Pour éviter de susciter la réaction négative de l’opinion publique américaine contre la guerre, ils tentent de démontrer que l’attaque contre l’Irak ne présente aucun danger, et provoquant peu de pertes humaines. Ils ont utilisé la masse des chômeurs volontaires des pays limitrophes avec comme prime la citoyenneté américaine après la fin de la guerre.

N’oublions pas que dans le Proche et Moyen Orient, en Afghanistan et au Pakistan, depuis les années 1950 du siècle dernier, les Etats-Unis ont été le principal soutien des régimes dictatoriaux et ont été à l’origine de leur arrivée au pouvoir, de même qu’à des moments cruciaux ils ont agi pour remplacer certains de ces régimes par d’autres du même acabit. La mobilisation des tribus afghanes, le transfert du réseau terroriste « Alqaida » et de la secte wahhabite des territoires arabes vers l’Afghanistan pour renverser le régime en place fidèle à Moscou et ses bases urbaines, l’encouragement des Emirats et du Pakistan à participer à la guerre de vingt années en Afghanistan, constituent les différentes étapes de l’action américaine dans ce pays. Aussi, au début du troisième millénaire, sous couvert de la répression d’Alqaida et des Talibans, l’Afghanistan se trouva sous la domination militaire et politique directe des Etats-Unis et a été transformé en base de présence militaire américaine en Asie centrale.
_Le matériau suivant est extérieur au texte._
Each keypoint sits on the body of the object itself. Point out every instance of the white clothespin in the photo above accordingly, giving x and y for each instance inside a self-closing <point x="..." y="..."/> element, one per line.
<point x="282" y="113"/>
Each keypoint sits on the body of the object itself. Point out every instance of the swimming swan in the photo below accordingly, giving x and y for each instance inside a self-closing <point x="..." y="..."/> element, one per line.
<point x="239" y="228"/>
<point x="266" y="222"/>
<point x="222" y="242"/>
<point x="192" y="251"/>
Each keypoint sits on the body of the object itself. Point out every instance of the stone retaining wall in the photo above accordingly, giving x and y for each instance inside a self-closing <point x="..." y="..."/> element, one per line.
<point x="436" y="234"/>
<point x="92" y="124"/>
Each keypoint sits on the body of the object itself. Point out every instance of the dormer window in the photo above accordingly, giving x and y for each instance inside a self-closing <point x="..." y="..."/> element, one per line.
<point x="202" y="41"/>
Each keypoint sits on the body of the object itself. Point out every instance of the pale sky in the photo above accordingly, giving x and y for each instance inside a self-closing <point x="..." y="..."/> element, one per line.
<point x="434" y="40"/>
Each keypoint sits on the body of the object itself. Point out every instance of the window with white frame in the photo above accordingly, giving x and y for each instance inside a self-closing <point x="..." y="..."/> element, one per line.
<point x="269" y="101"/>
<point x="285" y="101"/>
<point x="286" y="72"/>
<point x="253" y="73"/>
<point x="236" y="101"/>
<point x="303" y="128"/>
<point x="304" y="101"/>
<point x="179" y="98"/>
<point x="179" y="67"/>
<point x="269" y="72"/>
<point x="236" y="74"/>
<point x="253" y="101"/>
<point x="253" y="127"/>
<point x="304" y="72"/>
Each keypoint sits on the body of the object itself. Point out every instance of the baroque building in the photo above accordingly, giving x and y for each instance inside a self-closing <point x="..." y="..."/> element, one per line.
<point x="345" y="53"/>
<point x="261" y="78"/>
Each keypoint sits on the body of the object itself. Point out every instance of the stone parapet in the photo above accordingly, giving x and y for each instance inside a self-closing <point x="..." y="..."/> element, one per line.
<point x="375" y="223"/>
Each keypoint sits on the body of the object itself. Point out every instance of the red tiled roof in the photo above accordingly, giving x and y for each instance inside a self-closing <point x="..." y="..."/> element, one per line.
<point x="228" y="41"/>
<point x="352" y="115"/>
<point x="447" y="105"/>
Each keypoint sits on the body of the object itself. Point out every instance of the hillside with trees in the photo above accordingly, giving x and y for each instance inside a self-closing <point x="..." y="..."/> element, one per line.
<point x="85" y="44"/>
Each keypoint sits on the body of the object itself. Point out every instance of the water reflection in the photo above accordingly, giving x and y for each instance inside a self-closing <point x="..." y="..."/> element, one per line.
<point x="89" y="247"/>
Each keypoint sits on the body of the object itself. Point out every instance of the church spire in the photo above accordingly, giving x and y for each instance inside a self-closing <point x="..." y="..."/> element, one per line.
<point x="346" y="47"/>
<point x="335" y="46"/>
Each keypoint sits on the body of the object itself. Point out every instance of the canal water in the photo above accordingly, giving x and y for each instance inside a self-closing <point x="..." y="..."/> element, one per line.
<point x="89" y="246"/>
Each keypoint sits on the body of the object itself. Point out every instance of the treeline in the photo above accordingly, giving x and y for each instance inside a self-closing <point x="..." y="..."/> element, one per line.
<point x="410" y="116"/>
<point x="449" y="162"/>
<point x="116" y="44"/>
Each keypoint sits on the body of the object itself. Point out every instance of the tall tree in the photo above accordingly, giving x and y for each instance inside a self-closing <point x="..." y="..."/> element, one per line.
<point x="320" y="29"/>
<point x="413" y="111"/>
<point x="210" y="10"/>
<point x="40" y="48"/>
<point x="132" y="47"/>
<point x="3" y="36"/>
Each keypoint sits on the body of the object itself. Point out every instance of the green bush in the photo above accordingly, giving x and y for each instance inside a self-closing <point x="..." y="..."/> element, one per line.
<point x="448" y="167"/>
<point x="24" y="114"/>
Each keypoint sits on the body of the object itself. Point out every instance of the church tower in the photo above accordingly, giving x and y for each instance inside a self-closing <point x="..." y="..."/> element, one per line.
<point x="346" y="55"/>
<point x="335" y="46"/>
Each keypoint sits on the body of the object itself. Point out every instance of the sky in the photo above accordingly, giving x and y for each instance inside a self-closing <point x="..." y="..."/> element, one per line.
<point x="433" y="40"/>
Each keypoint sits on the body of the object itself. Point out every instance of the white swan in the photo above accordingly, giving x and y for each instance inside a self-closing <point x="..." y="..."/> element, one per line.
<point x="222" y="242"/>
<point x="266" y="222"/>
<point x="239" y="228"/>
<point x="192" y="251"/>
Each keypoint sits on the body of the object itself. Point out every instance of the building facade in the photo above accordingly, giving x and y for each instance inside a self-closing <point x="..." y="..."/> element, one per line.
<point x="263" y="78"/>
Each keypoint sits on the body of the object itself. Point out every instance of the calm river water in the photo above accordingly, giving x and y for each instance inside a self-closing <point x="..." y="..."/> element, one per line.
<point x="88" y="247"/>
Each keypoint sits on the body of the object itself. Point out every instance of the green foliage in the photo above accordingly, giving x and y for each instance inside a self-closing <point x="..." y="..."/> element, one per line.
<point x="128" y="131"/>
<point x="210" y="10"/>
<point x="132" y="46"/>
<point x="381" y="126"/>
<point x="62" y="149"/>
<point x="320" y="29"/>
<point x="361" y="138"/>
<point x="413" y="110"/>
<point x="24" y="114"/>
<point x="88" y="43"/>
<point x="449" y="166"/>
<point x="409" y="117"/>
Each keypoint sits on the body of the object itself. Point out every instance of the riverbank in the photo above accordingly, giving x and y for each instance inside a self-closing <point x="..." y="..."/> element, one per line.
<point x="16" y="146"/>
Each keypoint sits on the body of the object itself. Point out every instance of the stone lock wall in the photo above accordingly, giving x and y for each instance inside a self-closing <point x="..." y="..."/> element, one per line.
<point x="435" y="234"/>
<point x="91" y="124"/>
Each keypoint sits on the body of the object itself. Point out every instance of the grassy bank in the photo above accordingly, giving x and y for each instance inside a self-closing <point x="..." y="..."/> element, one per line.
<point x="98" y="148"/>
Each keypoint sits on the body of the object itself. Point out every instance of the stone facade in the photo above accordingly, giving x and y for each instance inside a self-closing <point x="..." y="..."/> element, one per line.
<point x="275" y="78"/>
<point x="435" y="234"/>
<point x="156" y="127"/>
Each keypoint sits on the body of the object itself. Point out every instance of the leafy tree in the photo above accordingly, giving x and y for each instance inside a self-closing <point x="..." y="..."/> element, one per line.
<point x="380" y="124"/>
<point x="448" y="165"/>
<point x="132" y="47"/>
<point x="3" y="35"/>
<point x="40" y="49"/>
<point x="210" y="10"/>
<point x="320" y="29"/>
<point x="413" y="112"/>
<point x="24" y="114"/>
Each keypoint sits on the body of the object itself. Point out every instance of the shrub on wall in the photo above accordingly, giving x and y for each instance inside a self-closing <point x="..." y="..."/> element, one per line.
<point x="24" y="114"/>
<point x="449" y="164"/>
Dans le Golfe persique, les Emirs, les Sultans et les Cheikhs des centres pétroliers ont été soumis, devenant alliés et clients principaux des industries militaires américaines, constituant ainsi les principaux prétextes de la présence militaire des Etats-Unis. Lorsque, Washington annonce que l’attaque contre l’Irak constitue le début de la guerre contre leurs anciens alliés. Saddam Hussein, échaudé dans le jeu de rivalités entre les puissances, a joué ce rôle principalement avec le soutien des Etats-Unis, a fini par tomber dans le piège tendu par ces derniers, en déclarant la guerre à l’Organisation des Nations unies transformant son pays en champ de démonstration de puissance des Etats-Unis.

La machine de guerre américaine conduite par les technocrates militaires et pétroliers ne s’arrêtera pas en Irak et au Moyen-Orient. Compte tenu de l’objectif déclaré par le président américain : elle vise également l’Asie centrale et l’Extrême Orient et s’est donné comme objectif la réalisation du plan colonial du dix-neuvième siècle. Les maîtres de cette machine visent à instaurer leur domination absolue sur le monde. Jusqu’où, pendant combien de temps et avec quelle vitesse, cette machine peut-elle avancer sur le chemin établi ? Cela dépendra de la résistance, de l’action des forces en réaction, et des conditions de l’acceptation mondiale d’une telle invasion, et doit être examiné par ailleurs.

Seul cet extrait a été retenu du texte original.